Our team encounters gas leaks in Atlanta homes more often than you might think. In almost every case, the leak could have been avoided with some simple upkeep. Here’s the best course of action for preventing a gas leak in your home.

1. Maintain your HVAC system

Safety is a major component of preventative HVAC maintenance. When your HVAC contractor visits your home to perform a furnace inspection (you are having your system inspected before every heating season, right?), he or she should be testing for gas and carbon monoxide (CO) leaks as part of the procedure.

CO leaks are dangerous because CO is extremely harmful to breathe. Gas leaks are dangerous in part because they can cause an explosion, but they can also lead to CO leaks in certain situations. When an appliance isn’t getting enough gas (due to a leak), it could throw off the combustion process and start producing more CO than it’s able to exhaust safely. That’s dangerous.

While CO leaks are more common around old (cracked) heat exchangers and the exhaust components of other gas appliances, gas leaks occur most often on the incoming gas line that connects to your furnace. Why do leaks happen? A variety of reasons, including:

  • Corroded fittings between different sections of gas line
  • Poorly installed or loose gas line fittings
  • Improper furnace installation
  • Hairline fractures on old sections of gas line

When we inspect your HVAC system, we use a gas leak detector to determine whether there’s a leak in the system. Oftentimes, the leak will be in a ventilated area, like your attic, so you won’t be able to smell the gas indoors. Even if you can’t smell the gas, the leak still poses a danger. After all, there’s a flame in your furnace – a flame that might be pretty close to where the gas is leaking!

Please note: We also check for gas leaks during our whole home assessment. In addition, comfort improvement and energy efficiency components of the assessment, we perform combustion safety and gas leak tests.

2. Check for leaks yourself.

Here’s a way to test for gas leaks without calling in a professional. Simply turn off all your gas appliances and go check the meter. If it’s still spinning, you might have a gas leak.

Your next step: Evacuate your home and call the gas company.

Whether you suspect a gas leak or not, this is a test you can perform periodically. If nothing is wrong (most of the time, nothing is wrong), the gas meter will be inactive. You’re good to go.

3. Replace old gas fittings

If the gas line infrastructure in your home is past its prime, it’s a good idea to replace the gas line fittings. Have a professional do this work. The process involves turning off the gas, making sure it’s off, removing old fittings, installing new ones, and testing their integrity with leak detection instruments.

It’s not as simple as, say… replacing a doorknob. And the consequences of doing it wrong can be serious!
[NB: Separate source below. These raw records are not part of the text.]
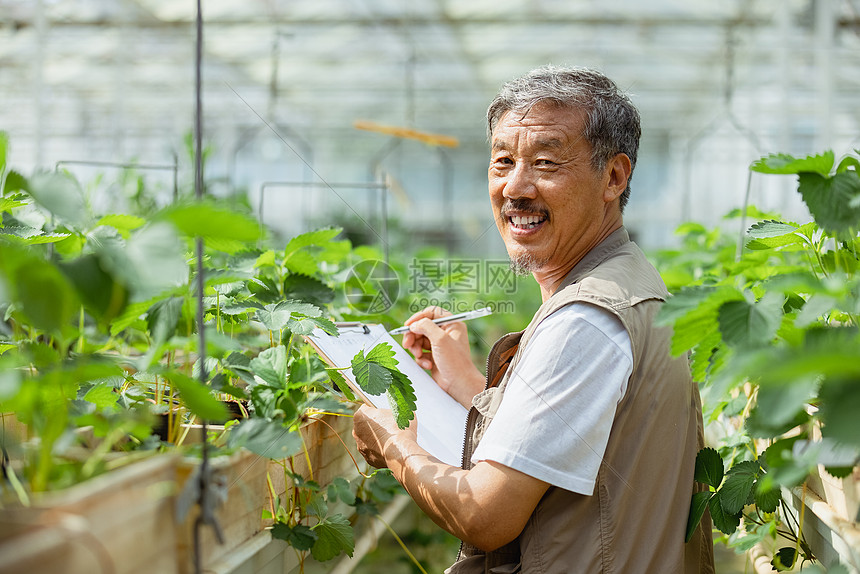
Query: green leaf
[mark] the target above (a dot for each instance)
(62, 196)
(300, 537)
(338, 379)
(46, 296)
(829, 199)
(125, 224)
(162, 318)
(276, 316)
(698, 504)
(784, 559)
(102, 395)
(401, 398)
(725, 523)
(743, 324)
(307, 289)
(316, 237)
(767, 499)
(266, 438)
(709, 467)
(848, 162)
(10, 203)
(198, 397)
(786, 164)
(383, 354)
(239, 365)
(839, 471)
(773, 234)
(335, 537)
(15, 182)
(271, 366)
(373, 378)
(302, 263)
(265, 259)
(693, 313)
(738, 486)
(213, 222)
(4, 146)
(100, 293)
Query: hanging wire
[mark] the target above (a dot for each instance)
(205, 501)
(728, 116)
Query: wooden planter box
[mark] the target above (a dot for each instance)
(120, 522)
(831, 537)
(124, 522)
(246, 540)
(331, 452)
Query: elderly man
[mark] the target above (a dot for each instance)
(581, 439)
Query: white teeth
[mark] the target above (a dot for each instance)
(526, 222)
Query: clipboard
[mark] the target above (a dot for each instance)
(441, 419)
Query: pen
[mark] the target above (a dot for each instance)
(483, 312)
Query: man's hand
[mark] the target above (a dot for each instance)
(444, 350)
(486, 506)
(373, 430)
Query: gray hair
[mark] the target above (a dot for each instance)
(612, 121)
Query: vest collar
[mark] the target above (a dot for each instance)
(595, 257)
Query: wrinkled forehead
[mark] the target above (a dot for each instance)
(544, 125)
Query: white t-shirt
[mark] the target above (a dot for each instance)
(554, 420)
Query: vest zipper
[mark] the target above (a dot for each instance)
(470, 420)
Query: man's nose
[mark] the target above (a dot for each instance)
(520, 183)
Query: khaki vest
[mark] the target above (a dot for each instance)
(636, 518)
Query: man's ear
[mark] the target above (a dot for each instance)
(618, 169)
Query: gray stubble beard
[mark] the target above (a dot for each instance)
(524, 264)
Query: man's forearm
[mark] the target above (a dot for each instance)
(487, 506)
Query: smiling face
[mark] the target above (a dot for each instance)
(550, 205)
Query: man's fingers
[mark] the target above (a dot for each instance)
(427, 313)
(428, 329)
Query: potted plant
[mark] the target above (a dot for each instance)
(772, 330)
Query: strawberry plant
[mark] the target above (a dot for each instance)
(772, 332)
(99, 332)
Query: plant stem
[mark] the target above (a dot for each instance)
(81, 331)
(402, 545)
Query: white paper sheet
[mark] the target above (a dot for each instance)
(441, 419)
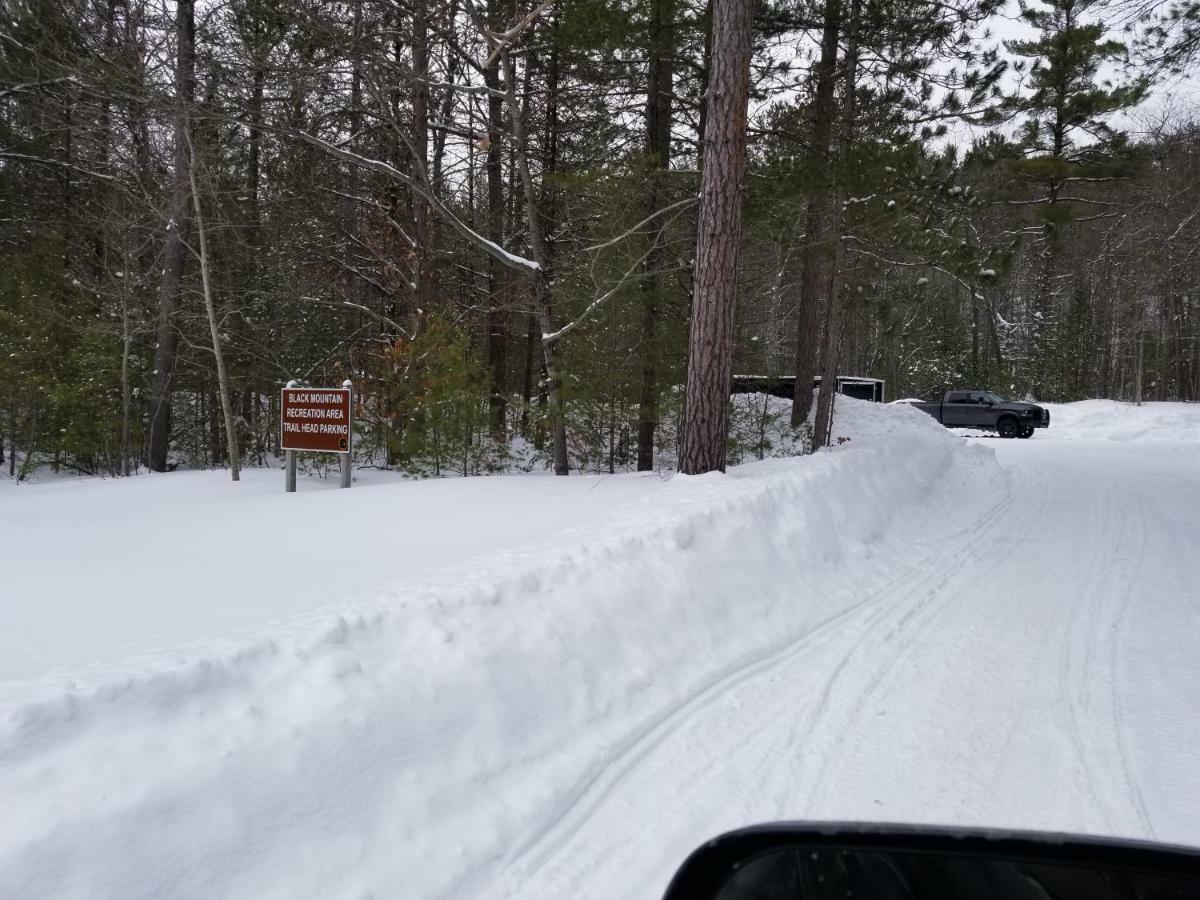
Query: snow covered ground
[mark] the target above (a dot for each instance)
(565, 701)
A good time to have this done is when you’re replacing an older furnace. We always replace old gas fittings when we install a new furnace in someone’s home – especially when they’re visibly corroded.

4. Replace your old gas shutoff valve

At your furnace, there’s a small gas shutoff valve. Over time, it can start to corrode just like the fittings on your gas line.

We replace this component any time we replace a furnace, but you should consider replacing it even if you’re not getting a new furnace any time soon. If you’re not sure how old the shutoff valve is, there’s a good chance it’s due for replacement.

How old is too old? If you can’t turn the valve without using a wrench, it should be replaced.

Gas leaks are a big deal, so please don’t take chances.

You can do everything “right” and still have a gas leak. Even if your HVAC installer did a good job and your home’s natural gas infrastructure was deemed a-ok by a building inspector, things can happen.

Parts get old. They corrode. Things come loose. For these reasons, it’s important – no, imperative – that you check for gas leaks periodically.

Regular HVAC maintenance is a great way to start.